We find that using cytological features (CF) performs the best, but any architectural feature set performs similarly in both recall and F–measure. For both architectural and cytological features, we find that these feature sets outperform the majority classification and perform comparably to the average single expert pathologist classification with average computation time \(\tilde{2}6\) min on a single 2.4 GHz processor.

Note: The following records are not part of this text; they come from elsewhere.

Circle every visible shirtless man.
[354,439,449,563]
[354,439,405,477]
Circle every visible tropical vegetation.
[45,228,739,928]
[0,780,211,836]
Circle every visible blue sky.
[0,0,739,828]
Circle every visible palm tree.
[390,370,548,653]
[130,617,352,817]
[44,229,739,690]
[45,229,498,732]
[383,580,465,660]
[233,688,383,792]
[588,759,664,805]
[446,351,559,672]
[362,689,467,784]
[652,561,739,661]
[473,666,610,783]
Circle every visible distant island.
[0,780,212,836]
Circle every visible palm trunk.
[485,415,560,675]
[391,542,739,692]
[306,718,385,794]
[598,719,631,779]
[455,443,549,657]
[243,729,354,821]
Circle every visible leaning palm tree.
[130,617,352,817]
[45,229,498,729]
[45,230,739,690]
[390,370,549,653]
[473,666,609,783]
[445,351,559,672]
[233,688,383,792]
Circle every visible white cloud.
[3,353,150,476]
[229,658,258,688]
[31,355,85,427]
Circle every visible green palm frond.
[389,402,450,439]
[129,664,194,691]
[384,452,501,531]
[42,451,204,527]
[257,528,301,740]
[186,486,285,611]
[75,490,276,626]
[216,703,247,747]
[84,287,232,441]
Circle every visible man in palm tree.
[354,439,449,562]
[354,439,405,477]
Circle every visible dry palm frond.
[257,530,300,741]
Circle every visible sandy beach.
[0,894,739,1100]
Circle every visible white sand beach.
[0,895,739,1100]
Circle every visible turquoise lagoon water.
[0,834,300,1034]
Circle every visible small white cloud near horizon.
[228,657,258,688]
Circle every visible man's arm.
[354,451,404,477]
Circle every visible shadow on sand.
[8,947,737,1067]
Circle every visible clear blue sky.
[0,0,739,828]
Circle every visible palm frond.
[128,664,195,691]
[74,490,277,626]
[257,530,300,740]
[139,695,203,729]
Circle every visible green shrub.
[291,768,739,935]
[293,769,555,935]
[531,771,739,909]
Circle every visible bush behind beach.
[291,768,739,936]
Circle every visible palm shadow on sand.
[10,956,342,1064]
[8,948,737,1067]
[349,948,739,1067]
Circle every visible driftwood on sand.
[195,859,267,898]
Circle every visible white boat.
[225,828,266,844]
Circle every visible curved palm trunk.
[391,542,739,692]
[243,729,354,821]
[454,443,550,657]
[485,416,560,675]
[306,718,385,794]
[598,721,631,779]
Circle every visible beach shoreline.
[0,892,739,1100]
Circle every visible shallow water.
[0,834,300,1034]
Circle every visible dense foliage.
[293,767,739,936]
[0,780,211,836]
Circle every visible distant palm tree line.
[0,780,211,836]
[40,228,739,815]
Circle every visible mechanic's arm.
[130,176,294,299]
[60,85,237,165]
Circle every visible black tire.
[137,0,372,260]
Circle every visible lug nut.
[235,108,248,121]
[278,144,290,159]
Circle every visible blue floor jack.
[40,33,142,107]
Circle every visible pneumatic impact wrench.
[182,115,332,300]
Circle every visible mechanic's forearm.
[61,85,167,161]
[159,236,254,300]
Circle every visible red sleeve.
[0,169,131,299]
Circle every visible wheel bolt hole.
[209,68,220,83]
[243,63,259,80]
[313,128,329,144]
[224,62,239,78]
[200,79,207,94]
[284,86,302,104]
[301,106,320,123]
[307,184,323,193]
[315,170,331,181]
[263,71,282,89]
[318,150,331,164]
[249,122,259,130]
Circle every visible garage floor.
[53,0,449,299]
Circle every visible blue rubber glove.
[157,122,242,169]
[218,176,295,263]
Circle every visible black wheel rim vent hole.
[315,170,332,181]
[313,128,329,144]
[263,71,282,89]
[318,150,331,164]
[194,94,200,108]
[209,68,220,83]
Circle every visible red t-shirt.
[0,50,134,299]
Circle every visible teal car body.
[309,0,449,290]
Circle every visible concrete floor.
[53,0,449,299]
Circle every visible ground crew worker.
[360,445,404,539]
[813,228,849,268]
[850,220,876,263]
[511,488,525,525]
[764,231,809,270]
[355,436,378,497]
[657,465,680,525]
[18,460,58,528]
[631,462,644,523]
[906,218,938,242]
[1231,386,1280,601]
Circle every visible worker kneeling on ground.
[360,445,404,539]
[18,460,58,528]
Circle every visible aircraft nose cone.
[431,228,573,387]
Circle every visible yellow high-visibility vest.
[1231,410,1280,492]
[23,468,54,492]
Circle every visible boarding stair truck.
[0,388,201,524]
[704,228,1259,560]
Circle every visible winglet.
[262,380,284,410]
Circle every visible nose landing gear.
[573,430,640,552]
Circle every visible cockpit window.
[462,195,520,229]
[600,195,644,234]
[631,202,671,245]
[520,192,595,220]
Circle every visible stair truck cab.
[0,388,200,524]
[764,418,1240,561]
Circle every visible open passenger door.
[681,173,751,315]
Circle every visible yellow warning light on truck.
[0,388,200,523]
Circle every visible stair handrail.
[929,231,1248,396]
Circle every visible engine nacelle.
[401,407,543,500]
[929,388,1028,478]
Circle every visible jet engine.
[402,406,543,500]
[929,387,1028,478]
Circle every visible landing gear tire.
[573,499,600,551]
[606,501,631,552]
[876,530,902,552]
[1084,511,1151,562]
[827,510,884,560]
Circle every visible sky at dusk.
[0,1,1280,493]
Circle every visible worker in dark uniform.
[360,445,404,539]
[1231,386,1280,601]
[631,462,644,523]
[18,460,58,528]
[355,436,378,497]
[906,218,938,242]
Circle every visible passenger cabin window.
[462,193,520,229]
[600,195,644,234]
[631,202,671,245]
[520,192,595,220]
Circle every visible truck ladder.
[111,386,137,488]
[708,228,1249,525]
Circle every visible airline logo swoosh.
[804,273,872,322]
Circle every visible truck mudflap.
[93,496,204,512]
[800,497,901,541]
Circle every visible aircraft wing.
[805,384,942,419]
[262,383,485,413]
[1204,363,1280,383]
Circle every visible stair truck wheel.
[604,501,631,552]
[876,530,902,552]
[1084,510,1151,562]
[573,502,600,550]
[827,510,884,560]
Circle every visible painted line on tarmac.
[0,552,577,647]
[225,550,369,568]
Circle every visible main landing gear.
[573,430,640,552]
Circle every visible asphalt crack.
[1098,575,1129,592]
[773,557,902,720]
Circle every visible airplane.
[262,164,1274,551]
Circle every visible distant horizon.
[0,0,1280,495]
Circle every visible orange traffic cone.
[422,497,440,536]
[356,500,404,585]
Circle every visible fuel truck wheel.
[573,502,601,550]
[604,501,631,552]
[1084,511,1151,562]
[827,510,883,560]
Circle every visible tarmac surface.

4 Conclusion and Discussions

Our goal in this paper was to build an end-to-end computational pipeline for histological diagnoses of high-risk vs. low-risk benign breast lesions. We used both cytological and architectural features in our method AF–CN. Figure 3 shows examples of AF–CN correctly and incorrectly classifying high-risk vs. low-risk ductal ROIs. We observe that the ROIs in these examples were correctly segmented by our pipeline. Figure 3A shows a typical example of ADH, where the roundness and monomorphism of nuclei are correctly captured by AF–CN (true positive). The high density of small ducts in Fig. 3B appears to be described by the architectural phenotyping of AF–CN, which correctly classified it as low-risk (true negative). However, the nuclei segmentation step falsely excludes overlapping nuclei, an indicator of low-risk lesions, which may factor into the incorrect high-risk classification of Fig. 3C (false positive). Finally, AF–CN misclassifies Fig. 3D as low-risk (false negative) possibly due to the AF–CN’s insufficient characterization of the shape properties of lumen regions. In our study, we observe that our combinations of cytological and architectural features did not provide the expected improvement over using only cytological features. The examples in Fig. 3 suggest that we can improve the performance by extracting additional architectural phenotypes. Our results highlight the challenge of diagnosing atypical breast lesions. Effective computational pathology pipelines rely on ground truth information, but this was surprisingly elusive in our study. It is very likely that a combined approach of more specimens (i.e. more ADH or FEA examples), larger numbers of pathologists, and perhaps consensus decisions would improve the reliability of ground truth. Regardless, our approach enables us to begin understanding what the exact “atypical” features are; this may permit future pipelines to better determine truly high-risk lesions and may also permit retraining of pathologists to understand what these features might be.

Fig. 3.
figure 3

Examples of (A) true positive, (B) true negative, (C) false positive, and (D) false negative by method AF–CN.